YEREVAN—Nikol Pashinyan led his My Step coalition to a historic landslide victory on Sunday night, bringing two decades of Republican Party majority to an abrupt end. With results coming in from just over 2,000 precincts across the country, the Central Election Committee (CEC) showed My Step with 70 percent of the vote, the most substantial majority in Armenia’s parliamentary history.
Two other parties will join My Step in parliament: business tycoon Gagik Tsarukyan’s Prosperous Armenia Party (PAP), and the liberal Bright Armenia party with eight-percent and six-percent, respectively.
The Republican Party suffered its greatest electoral defeat ever, not only losing control of the house but with only 60 thousand votes, failing to pass the five-percent threshold for parliamentary representation. The Republican Party was quick to condemn the election as unfair. Vice President of the RPA Arpine Hovhannisyan claimed, “All the kinds of violations that were typical of previous elections are present during today’s election.” Hovhannisyan served as Justice Minister during the previous election, which she declared free and fair. The party has not formally challenged the election results officially, however.
The Armenian Revolutionary Federation (ARF) also lost all of its seats; the party gathered less than four-percent of the vote. Other parties including the newly-formed social-democratic “Citizen’s Choice” and the far-right Sasna Dzrer parties did not make the cut either.
At a late-night press conference shortly after the announcement of the results, Pashinyan declared, “The revolution is not over. This is only the first stage. The revolution will not be complete until all its goals are fulfilled: to turn Armenia into an economically developed country and a strong member of the international political family.”
The outgoing Republican Party seized on the seemingly modest turnout of 50 percent. Deputy Chairman Armen Ashotyan took to Facebook claiming, “This proves that the holding of the pre-term parliamentary elections in December was not a ‘popular demand’ but the result of Nikol Pashinyan’s personal political calculations and interests.” Last year’s parliamentary vote saw a voter turnout of 60 percent.
On Facebook Live, Pashinyan downplayed the lower turnout, arguing that voters weren’t bribed or coerced to the polling stations this year. Others have pointed to the fact that the elections list included those who had been living outside the country for decades while maintaining a local address, thus inflating the number of eligible voters.

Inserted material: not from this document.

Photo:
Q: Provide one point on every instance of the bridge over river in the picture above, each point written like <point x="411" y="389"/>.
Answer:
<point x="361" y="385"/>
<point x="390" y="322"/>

This election process witnessed an energetic and competitive campaign period and a landmark televised debate. On voting day, eight international observation missions numbering 505 observers joined almost 18-thousand local observers belonging to 22 local organizations.
Monitors recorded much fewer violations than in previous elections, many of which involved technical issues. Incidentally, several election-related violations involved the Republican Party handing out bribes or printed voting instructions for elderly voters.

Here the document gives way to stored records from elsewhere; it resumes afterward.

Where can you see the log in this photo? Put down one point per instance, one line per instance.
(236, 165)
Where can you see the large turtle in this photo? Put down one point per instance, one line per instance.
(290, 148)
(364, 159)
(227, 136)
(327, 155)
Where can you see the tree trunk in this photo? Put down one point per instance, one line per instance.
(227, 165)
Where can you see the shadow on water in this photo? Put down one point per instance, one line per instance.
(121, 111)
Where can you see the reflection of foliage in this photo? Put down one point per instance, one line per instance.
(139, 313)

During a press conference on Monday, the European Union’s observation mission said the elections “were held with respect for fundamental freedoms and enjoyed broad public trust that needs to be preserved through further electoral reforms.” A similar conclusion was reached by the Organization for Security and Cooperation in Europe (OSCE)’s observation mission.

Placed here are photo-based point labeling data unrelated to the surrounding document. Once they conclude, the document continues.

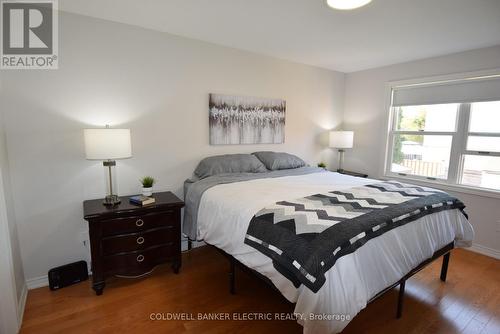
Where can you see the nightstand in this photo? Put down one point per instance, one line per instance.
(127, 240)
(346, 172)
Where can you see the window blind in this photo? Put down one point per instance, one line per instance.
(456, 91)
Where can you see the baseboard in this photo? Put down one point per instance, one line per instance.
(37, 282)
(21, 305)
(485, 251)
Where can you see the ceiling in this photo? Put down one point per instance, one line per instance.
(308, 31)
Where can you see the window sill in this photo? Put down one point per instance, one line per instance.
(444, 186)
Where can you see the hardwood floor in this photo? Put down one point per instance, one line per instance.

At the polling stations, police officers stood watch while voters lined up to cast ballots. The crowd at precinct 9/21 on Yerevan’s Saryan Street was made up primarily younger voters. One woman told the Weekly, “This is my first time voting, the first time I felt it mattered.”
As the CEC wraps up its final seat allocation in the new parliament, Pashinyan is laying out his priorities to voters. “Our chief priority will be to bring about an ‘economic revolution’ that would significantly reduce poverty, create many jobs and thus raise living standards in the country.”